Scarlet Overkill is a glamorous villain married to the dandyish (and similarly evil) Herb. Surprised by the Minions winning her contest, she is vengeful when the Minions accidentally obtain the crown for themselves even though King Bob quickly offers to hand it over to her. Sandra Bullock, the star of Miss Congeniality and numerous other action comedy movies (some less successful than others) is well cast as the menacing yet blunder-prone Scarlet. Sharp-suited Herb is voiced by John Hamm, the star of the hit TV series Mad Men.
Gru has a cameo at the end of the film, to link in with the events of Despicable Me, and he is again played by Steve Carell, who is known for films such as Evan Almighty, and the US version of Ricky Gervais' sitcom The Office. Steve Coogan, best known for his role as Alan Partridge, who started life as a news reporter from the comedy TV series The Day Today, had a cameo role in Despicable Me 2 and also provides voices for two minor characters in this film. Star of Absolutely Fabulous and the other half of French and Saunders, Jennifer Saunders takes the role of the young Queen who won't give up without a fight when her crown is threatened.
The film is rather dark at times, as there is cartoon violence of a permanent kind. In the Despicable Me films, when characters are subjected to extreme conditions, they bounce back. However, in this film, when the Minions' villainous masters fall off a cliff or get crushed, they don't recover. The Minions are still robust, though - there is a moving scene where they sing 'Taps' when they think they have lost one of their number, but the sorrowful song turns to joy when he reappears.
Humour of various kinds is important in the film.
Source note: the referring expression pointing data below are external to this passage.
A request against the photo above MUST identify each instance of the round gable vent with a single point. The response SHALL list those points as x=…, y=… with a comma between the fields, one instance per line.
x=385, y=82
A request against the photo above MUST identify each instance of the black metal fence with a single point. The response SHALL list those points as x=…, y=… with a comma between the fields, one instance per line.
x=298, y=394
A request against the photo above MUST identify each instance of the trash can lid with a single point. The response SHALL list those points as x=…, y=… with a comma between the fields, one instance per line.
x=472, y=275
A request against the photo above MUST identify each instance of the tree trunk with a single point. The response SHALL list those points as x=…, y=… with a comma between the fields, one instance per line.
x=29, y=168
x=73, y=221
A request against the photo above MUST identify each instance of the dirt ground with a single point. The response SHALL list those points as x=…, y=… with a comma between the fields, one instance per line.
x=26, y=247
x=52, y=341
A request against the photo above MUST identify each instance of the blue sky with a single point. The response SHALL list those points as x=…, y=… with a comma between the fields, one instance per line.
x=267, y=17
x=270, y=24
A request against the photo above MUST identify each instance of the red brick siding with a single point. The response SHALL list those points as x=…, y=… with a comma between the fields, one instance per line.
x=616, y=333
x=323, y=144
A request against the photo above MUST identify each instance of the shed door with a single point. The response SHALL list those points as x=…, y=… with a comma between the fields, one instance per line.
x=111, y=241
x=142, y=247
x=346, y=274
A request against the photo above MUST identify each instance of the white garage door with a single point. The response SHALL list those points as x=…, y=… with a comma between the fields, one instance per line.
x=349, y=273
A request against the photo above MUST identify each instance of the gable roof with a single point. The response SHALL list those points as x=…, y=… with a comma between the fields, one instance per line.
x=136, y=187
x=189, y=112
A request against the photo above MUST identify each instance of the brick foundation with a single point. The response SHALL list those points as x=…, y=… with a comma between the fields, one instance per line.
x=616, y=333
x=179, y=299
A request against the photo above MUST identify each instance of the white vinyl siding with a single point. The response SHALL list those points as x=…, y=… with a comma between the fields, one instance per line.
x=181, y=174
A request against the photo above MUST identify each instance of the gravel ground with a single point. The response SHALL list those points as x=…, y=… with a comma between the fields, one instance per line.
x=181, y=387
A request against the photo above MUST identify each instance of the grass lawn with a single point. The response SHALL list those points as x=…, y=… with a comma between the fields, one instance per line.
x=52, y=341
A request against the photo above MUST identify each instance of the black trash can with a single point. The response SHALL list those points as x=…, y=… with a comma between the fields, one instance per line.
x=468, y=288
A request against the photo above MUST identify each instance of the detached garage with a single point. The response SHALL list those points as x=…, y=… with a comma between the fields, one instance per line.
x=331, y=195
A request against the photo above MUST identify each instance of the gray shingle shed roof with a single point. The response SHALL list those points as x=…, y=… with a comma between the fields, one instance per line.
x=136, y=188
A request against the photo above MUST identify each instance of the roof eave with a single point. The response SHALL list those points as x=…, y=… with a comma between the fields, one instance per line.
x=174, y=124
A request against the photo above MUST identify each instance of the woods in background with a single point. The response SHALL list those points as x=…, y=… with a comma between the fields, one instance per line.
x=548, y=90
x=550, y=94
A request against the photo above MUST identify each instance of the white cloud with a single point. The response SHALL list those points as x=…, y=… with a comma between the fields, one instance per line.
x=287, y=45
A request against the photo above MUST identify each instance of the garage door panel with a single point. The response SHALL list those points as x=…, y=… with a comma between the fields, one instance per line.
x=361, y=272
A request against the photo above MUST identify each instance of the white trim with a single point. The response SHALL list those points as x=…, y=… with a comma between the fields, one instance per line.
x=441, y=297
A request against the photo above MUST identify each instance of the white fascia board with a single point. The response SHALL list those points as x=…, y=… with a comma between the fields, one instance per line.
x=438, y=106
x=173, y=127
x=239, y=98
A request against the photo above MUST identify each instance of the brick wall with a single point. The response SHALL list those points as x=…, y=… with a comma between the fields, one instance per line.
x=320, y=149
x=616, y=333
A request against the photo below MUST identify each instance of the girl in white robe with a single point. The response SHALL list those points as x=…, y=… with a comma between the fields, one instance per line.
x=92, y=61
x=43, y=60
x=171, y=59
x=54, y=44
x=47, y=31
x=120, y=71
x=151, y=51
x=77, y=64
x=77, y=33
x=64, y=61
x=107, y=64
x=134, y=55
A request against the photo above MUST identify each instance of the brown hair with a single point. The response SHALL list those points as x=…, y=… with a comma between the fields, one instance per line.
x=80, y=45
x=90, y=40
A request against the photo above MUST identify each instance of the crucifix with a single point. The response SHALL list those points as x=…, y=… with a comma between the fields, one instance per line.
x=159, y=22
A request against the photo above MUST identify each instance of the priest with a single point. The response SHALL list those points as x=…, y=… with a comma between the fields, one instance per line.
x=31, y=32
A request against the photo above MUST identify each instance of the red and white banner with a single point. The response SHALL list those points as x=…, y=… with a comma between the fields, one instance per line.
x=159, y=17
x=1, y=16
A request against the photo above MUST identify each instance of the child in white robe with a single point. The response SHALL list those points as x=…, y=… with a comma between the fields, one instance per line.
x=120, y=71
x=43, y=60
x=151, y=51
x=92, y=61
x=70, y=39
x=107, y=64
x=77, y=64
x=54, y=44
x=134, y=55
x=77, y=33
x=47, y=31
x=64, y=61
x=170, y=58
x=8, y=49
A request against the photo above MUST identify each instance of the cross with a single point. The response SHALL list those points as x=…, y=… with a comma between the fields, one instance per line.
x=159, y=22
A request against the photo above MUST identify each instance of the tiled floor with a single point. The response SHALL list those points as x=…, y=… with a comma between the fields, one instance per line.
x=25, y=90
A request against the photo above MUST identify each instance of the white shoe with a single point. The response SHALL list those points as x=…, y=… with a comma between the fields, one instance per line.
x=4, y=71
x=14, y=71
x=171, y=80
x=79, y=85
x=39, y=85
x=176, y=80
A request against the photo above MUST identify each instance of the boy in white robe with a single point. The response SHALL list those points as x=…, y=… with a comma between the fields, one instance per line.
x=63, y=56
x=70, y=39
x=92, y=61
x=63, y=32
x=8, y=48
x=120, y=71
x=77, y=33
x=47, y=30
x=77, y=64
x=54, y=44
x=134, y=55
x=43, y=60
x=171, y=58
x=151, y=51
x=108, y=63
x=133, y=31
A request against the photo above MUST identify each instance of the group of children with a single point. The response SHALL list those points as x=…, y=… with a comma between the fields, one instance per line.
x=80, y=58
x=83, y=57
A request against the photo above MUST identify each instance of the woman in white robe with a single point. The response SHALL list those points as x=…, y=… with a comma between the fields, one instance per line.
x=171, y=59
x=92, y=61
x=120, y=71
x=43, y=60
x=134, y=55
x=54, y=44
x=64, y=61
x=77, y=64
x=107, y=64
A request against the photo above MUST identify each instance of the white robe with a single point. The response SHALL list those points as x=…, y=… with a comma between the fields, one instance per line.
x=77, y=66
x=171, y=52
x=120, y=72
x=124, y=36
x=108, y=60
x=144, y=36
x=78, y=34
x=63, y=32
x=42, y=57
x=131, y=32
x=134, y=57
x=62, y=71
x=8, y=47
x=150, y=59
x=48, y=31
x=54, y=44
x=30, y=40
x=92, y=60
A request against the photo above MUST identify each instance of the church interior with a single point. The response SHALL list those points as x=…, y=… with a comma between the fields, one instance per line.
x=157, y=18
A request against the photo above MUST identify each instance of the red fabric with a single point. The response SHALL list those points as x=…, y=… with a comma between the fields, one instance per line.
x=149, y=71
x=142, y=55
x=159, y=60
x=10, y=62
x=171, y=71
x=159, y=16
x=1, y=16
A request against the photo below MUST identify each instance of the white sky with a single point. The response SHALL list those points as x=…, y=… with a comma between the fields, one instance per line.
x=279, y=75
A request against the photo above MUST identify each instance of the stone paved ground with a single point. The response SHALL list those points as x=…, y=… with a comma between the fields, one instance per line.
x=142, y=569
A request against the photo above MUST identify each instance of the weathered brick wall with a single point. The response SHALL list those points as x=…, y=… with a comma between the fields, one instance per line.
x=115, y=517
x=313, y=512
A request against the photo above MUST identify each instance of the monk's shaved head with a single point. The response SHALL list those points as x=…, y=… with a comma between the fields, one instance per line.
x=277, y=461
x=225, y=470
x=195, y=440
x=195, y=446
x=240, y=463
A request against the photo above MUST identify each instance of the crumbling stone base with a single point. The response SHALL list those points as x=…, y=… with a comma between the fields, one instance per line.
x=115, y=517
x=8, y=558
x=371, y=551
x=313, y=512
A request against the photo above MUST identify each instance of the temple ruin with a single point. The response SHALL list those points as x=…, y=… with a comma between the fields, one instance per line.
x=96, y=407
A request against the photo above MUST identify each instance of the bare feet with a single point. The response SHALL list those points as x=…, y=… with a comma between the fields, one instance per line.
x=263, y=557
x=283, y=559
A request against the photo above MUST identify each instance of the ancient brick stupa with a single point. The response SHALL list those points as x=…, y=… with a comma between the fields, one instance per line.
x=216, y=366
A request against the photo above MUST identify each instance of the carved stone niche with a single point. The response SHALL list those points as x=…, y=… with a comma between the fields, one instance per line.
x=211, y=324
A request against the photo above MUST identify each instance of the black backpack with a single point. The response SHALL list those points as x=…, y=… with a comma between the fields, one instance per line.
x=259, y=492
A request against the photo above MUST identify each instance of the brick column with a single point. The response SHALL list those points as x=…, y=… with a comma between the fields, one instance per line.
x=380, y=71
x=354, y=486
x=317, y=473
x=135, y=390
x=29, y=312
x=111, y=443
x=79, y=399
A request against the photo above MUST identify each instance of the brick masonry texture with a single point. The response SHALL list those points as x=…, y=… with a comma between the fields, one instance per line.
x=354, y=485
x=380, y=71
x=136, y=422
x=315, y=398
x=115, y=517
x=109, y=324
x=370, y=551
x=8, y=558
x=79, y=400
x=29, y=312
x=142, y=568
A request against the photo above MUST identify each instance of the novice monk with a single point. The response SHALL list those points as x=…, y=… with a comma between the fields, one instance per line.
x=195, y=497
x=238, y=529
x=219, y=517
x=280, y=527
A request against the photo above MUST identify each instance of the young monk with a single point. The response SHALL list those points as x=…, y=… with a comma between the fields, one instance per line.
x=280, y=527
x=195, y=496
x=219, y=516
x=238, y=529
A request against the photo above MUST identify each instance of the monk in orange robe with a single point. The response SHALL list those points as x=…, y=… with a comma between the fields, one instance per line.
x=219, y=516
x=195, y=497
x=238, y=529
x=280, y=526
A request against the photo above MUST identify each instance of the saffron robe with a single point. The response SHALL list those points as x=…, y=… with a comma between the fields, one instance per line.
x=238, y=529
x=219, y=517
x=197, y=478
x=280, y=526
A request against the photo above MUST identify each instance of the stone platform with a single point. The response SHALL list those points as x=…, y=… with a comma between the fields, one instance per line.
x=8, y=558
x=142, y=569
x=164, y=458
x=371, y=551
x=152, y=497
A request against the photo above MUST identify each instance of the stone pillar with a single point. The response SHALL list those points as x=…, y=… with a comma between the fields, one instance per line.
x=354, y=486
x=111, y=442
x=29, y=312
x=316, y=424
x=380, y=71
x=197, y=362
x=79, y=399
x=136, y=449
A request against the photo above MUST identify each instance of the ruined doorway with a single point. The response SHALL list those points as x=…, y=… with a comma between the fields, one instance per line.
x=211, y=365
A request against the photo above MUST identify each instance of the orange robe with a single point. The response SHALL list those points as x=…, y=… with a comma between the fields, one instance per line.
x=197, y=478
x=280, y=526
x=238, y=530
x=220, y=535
There is something for everyone to enjoy, from basic toilet humour when a Minion uses water to extinguish a dynamite fuse, to comedy that would be appreciated by adults, such as when the Minions emerge from the sewers on to Abbey Road just as The Beatles are crossing.
Another strong theme is that the film was made to be shown in 3D. This influences the look of the film - for example, there is an epic view of New York that would look particularly good through 3D glasses, and camera shots from the balcony of Buckingham Palace are also impressive. Consideration of 3D effects influences the scenes that are included, such as the Minions swinging on a chandelier, and the end credits feature the Minions blowing bubbles and playing rock music while the other characters file past and approach the camera.
The film displays fascinating attention to detail - for example when the Minions are in a shopping centre, they see classic 1960s programmes The Saint and Bewitched on a TV. The Minions also travel on the London Underground and visit the House of Commons. The backgrounds are rich in detail, too - cobbled streets are realistically portrayed, and inside Scarlet Overkill's home we see that she has stolen a variety of artefacts from around the world including the Ancient Greek 'Discus Thrower' statue, Michaelangelo's 'David' and one of Andy Warhol's 'Campbell's Soup Cans' paintings.
The soundtrack (which was made available by Back Lot Music) is another key element of the film. There is some classical music including 'Rule Britannia' and 'Pomp and Circumstance' that set the royal scene, but the classic 1960s pop songs also fit in well with the storyline, such as 'Happy Together' by The Turtles at the start of the film, then 'You Really Got Me' by The Kinks when the Minions are captured, and 'Hey Hey We're the Minions' (adapting the theme from The Monkees' TV series). One of the songs played over the end credits is 'Mellow Yellow' by Donovan - very apt to describe the Minions once they've found their new villain, Gru.